Kaczyński o Lepperze: koniec żartów
63% widzów TVN w telefonicznej ankiecie stwierdziło, że wierzy Andrzejowi Lepperowi. Gościem piątkowej "Kropki nad i" w TVN był Lech Kaczyński z Prawa i Sprawiedliwości. Odpowiadał on na pytania związane z czwartkowym wystąpieniem sejmowym Leppera.

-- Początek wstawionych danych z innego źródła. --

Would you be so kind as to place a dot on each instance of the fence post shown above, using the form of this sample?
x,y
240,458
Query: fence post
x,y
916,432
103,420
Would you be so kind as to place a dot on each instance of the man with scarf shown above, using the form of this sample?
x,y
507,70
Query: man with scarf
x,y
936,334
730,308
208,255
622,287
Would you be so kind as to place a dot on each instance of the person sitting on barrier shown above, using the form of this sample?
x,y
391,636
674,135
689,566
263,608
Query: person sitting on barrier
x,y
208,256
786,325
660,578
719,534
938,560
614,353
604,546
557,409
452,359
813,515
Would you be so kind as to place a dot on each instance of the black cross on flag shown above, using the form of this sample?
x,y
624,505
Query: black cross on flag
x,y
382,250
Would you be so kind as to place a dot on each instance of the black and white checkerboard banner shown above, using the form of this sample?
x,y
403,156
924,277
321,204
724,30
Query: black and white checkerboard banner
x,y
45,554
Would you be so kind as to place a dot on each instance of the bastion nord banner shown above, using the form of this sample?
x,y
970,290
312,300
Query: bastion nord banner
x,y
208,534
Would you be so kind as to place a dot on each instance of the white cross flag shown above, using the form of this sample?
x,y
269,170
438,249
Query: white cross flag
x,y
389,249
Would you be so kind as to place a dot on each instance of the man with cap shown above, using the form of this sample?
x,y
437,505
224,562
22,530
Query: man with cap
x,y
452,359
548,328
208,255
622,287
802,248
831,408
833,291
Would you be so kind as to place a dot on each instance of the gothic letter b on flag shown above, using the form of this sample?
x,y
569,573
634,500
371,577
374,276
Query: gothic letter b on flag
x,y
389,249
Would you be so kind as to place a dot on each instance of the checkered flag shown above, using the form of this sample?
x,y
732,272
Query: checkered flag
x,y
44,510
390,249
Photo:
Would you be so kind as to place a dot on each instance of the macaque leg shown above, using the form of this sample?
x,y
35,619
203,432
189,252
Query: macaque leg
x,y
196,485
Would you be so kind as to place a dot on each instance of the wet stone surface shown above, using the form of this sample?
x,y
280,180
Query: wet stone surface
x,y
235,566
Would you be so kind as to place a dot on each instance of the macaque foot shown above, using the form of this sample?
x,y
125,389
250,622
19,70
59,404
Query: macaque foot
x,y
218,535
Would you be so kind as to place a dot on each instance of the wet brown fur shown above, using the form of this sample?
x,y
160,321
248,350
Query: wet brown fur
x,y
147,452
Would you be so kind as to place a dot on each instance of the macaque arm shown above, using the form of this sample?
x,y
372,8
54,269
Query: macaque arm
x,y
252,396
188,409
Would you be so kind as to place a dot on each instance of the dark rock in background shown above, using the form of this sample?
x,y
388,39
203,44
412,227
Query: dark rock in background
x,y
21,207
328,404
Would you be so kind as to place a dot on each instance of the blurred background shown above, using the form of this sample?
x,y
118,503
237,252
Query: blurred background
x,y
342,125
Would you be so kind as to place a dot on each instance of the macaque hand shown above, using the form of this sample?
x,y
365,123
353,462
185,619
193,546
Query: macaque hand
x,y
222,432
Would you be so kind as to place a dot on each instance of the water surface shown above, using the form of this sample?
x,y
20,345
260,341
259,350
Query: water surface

30.11.2001 | aktual.: 22.06.2002 14:29
Zalogowani mogą więcej
Możesz zapisać ten artykuł na później. Znajdziesz go potem na swoim koncie użytkownika
W trakcie programu wyemitowano poranną rozmowę Tomasza Sekielskiego z Lepperem. Lider Samoobrony podtrzymał w niej swoje zarzuty o łapówkarstwo, które postawił kilku politykom PO i SLD. Nie chciał powiedzieć skąd ma i gdzie przechowuje dokumenty, które rzekomo zawierają dowody popełnienia przestępstw.
Lepper powiedział, że nie przekazał dowodów prokuraturze, gdyż bał się, że zostaną one zatajone. Nie zgodził się z zarzutami, że nie przekazując dokumentów do wiadomości prokuratora, ukrywa przestępców: prokuratura miała już te dokumenty wcześniej, jakieś dwa miesiące temu i je ukryła - powiedział szef Samoobrony.
Kaczyński powiedział, że ma bardzo daleko idące wątpliwości, czy rzeczywiście dokumenty, o których mówił Lepper - istnieją. Lider PiS dodał, że rewelacje podane przez byłego wicemarszałka są na rękę niektórym działaczom SLD. Przyznał, że Lepper oskarżał również członków Sojuszu, ale takich, którzy prowadzą politykę prozachodnią. Zależeć (na skompromitowaniu tych polityków) może tym, którzy są niechętni procesom integracyjnym z Zachodem, tym, którzy skierowani są na Wschód - powiedział Kaczyński.
Były minister sprawiedliwości powiedział, że Lepper powinien być bojkotowany, ale podkreślił, że lider Samoobrony porusza problemy, które rzeczywiście istnieją, takie jak bieda, czy bezrobocie.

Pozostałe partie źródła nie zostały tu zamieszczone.